Students and staff at the Material Science Engineering Department are currently walking, running and cycling thousands of kilometres for a good cause.

Lees in het Nederlands

More than 4,500 kilometres from Delft, a group of TU Delft students and staff are into their third day of walking through the Sudanese desert. The heat is terrible and the desert seems endless. Their GPS says that there are still more than 300 kilometres to go to get to the capital city of Khartoum. One of the group members starts thumbing a lift. Before long a big jeep stops.

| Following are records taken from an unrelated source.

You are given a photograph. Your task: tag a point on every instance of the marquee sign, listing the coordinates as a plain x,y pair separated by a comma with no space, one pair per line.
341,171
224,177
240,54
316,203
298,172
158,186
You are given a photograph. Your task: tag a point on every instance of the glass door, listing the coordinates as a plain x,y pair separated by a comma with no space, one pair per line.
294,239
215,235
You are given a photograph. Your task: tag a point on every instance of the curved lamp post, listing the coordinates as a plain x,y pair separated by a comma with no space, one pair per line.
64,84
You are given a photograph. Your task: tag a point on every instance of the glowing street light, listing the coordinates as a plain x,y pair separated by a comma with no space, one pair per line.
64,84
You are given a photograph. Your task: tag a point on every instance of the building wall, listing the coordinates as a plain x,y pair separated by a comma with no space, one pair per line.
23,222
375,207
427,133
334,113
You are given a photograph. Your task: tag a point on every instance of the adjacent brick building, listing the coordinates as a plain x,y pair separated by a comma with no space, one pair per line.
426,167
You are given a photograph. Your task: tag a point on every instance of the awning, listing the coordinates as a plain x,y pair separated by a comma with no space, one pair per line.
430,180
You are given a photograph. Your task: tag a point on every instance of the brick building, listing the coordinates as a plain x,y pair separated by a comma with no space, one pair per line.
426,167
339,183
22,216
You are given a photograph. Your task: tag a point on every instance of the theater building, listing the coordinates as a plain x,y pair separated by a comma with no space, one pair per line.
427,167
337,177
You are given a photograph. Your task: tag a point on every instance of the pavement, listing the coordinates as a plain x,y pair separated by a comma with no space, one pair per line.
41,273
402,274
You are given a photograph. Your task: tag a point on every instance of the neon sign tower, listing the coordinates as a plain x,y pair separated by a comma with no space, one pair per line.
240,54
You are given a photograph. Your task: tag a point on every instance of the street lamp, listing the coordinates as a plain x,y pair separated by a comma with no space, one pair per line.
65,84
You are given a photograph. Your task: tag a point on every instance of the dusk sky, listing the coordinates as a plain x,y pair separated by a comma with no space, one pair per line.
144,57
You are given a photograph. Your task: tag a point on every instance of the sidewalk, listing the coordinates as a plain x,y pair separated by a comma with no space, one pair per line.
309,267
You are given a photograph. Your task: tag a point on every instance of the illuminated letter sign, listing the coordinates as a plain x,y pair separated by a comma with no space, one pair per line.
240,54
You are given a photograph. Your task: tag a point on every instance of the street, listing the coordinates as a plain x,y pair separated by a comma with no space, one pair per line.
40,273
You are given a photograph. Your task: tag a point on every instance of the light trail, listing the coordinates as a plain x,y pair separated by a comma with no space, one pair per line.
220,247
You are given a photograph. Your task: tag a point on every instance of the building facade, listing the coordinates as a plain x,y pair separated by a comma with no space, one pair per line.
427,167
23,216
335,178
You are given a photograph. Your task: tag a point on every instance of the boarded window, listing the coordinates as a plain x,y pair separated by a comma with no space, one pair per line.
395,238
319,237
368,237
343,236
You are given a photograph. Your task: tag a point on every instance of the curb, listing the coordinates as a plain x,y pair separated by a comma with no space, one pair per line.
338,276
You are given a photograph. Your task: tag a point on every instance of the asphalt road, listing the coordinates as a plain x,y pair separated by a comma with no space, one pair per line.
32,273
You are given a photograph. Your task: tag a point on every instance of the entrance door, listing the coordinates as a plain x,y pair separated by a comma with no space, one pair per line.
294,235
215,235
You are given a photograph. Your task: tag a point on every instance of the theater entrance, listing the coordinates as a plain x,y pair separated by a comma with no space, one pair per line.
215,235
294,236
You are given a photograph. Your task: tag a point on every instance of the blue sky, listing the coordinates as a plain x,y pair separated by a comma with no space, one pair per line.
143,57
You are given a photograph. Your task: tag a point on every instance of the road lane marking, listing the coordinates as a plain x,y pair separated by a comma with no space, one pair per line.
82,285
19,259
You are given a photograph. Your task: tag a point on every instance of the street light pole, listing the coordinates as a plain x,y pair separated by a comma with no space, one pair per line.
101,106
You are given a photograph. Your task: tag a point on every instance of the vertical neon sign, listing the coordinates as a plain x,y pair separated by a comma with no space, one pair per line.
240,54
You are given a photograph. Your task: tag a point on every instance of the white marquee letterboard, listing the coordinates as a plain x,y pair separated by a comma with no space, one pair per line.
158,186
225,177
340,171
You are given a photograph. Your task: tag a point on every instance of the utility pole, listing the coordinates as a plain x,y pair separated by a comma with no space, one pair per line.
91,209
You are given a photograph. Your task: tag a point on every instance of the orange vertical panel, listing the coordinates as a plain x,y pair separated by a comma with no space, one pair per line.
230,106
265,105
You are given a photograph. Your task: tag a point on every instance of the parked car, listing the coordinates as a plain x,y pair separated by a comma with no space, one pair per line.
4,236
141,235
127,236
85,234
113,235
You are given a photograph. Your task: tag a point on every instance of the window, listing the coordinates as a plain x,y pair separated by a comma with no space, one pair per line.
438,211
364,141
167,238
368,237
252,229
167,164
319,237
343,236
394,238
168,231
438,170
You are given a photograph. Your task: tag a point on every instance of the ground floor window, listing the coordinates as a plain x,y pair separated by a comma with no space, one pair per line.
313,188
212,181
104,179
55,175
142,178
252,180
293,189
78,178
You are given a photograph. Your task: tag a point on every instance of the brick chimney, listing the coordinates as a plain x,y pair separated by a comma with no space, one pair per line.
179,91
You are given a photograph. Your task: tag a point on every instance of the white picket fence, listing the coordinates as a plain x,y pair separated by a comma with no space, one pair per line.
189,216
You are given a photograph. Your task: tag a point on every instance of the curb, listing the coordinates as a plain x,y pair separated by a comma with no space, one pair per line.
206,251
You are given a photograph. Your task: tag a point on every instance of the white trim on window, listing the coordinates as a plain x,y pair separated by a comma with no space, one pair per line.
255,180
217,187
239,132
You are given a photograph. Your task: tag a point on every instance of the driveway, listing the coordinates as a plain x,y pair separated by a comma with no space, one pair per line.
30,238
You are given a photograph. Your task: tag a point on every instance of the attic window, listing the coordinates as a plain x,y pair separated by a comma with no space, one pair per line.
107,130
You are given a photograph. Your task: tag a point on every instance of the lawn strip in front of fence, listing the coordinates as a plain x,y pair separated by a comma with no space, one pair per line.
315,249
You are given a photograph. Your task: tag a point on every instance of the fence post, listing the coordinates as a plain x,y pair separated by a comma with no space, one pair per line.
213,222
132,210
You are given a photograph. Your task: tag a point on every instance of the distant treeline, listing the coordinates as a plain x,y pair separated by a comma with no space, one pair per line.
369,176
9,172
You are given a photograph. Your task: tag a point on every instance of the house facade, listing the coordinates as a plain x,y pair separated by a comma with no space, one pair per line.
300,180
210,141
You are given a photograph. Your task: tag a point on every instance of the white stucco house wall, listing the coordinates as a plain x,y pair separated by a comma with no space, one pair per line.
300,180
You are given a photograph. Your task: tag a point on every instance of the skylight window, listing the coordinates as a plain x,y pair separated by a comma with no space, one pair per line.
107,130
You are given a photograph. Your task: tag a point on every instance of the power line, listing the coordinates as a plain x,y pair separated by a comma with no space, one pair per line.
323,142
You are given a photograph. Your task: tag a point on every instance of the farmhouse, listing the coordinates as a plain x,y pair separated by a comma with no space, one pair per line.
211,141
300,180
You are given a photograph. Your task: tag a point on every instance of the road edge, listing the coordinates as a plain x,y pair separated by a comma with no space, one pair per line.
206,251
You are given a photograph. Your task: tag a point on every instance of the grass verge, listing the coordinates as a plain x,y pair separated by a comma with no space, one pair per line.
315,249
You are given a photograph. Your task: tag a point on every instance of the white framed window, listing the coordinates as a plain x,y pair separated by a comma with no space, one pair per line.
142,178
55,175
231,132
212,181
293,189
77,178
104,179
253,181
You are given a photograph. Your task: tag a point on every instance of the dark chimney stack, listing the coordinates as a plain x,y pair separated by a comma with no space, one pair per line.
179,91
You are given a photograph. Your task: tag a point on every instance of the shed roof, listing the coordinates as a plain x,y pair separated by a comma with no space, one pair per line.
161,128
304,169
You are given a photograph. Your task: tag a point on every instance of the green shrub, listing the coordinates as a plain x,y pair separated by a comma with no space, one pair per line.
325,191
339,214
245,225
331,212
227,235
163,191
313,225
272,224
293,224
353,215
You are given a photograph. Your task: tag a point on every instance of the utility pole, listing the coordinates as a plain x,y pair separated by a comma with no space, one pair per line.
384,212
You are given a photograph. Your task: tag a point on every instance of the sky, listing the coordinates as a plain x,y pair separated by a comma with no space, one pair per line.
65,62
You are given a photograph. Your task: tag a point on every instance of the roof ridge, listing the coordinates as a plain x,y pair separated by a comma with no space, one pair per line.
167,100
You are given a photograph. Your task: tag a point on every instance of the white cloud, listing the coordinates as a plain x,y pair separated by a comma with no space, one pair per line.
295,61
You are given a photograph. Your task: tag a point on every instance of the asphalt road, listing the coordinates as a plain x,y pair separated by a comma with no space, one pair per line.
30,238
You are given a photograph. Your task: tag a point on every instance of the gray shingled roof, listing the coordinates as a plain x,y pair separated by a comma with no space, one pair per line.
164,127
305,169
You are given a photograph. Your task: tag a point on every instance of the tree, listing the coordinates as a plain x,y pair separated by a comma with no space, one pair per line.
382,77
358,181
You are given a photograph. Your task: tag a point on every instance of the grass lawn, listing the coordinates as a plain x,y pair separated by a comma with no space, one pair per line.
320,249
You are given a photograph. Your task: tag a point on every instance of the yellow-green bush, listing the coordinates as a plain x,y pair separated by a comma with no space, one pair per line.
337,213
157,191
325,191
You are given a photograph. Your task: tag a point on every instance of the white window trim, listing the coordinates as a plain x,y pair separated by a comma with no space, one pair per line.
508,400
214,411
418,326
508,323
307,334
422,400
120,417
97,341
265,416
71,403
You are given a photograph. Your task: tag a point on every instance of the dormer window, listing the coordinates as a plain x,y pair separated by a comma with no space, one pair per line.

It is late evening when they arrive in Khartoum, back in civilization again. They do not have the time to enjoy the city as they have to leave again for the Ethiopian border the next morning.

Ultramarathon
A trip like this would be amazing, but it’s not reality in these times of corona. The trip is part of an Ultramarathon. 76 students and staff from the Material Science Engineering Department (Faculty of Mechanical, Maritime and Materials Engineering) walk, run and cycle a number of kilometres for two months every day. They are doing it in their own familiar environment, enjoying a virtual trip together. “We walk from Delft to Victoria Falls in Zimbabwe and cycle through Europe,” explains Sietsma. “The cycle route goes through Lisbon, Rome, Sarajevo and Saint Petersburg.” Both groups started on 9 November and hope to finish their trip on 3 January. “We will then celebrate the end of the trip during the New Year Coffee on 4 January,” says Sietsma.

It has a positive effect on our mental health

Sietsma’s idea got dozens of colleagues and students moving. “The Ultramarathon has three important goals. We do something together; encourage people to move more; and support a good cause.” The participants collect money for every kilometre. The money goes to WAAW, an organisation that enables women in Africa to access science and technology education.

(Photo: Vitória Mattos Ferreira) 

Proud
These were important reasons for postdoc Biswanath Dutta and Assistant Professor Poulumi Dey to take part. “By exercising ourselves, we help women in Africa to become influential leaders of tomorrow,” says Dutta. “The event also helps us maintain a healthy life-work balance,” Dey adds. “It has a positive effect on our mental health and this is hugely important, especially during this long pandemic.”

Colleague Ellen Vendrig sees more plus points. “Nobody can travel at the moment, but this gives you the feeling of travelling.” She is proud of her department’s efforts. “It’s so amazing that all of us are doing this. And that our colleagues are moving more now than before is a really good thing.”

Dedication
The staff note the number of kilometres they do in a joint Excel sheet. Sietsma reads them every day and sees where they are that day on Google Maps. The participants are updated on the route by email. “We are keeping a diary about our experiences. We add the front page of a local newspaper every day and say what we can see along the route.” At first, Sietsma did all the updates himself, but two students are doing it now. “Their dedication is wonderful and some people are working really hard on this. Some PhD candidates have designed a logo and update our Facebook and Instagram accounts; another colleague is doing the Twitter account; and we regularly receive photos of beautiful scenery or sunsets from people en route.”

Some are cycling up to 60 kilometres a day!

There is no question of competiveness, says Sietsma. “I had hoped that there would be more competition between the cyclists and walkers, but this is not the case as almost all the participants are both cycling and walking.” They are eating up the kilometres, he says. “Some of them are doing quite long distances. Some are cycling up to 60 kilometres a day!”

Donations
The participants’ kilometres are being sponsored. “The Department is donating 20 cents per kilometre which will roughly amount to about EUR 4,000 in total as we plan to trave; 20 thousand kilometres,” says Sietsma. WAAW recently put the event on its website so that people can donate online too. “We have not yet received many donations, but we hope to double that EUR 4,000.”

In the meantime, the group of walkers has left Sudan and are on their way to Addis Ababa. An online gathering with WAAW staff is planned for 11 December. “We will talk about their work for education for African women and our reason for doing the marathon,” says Sietsma.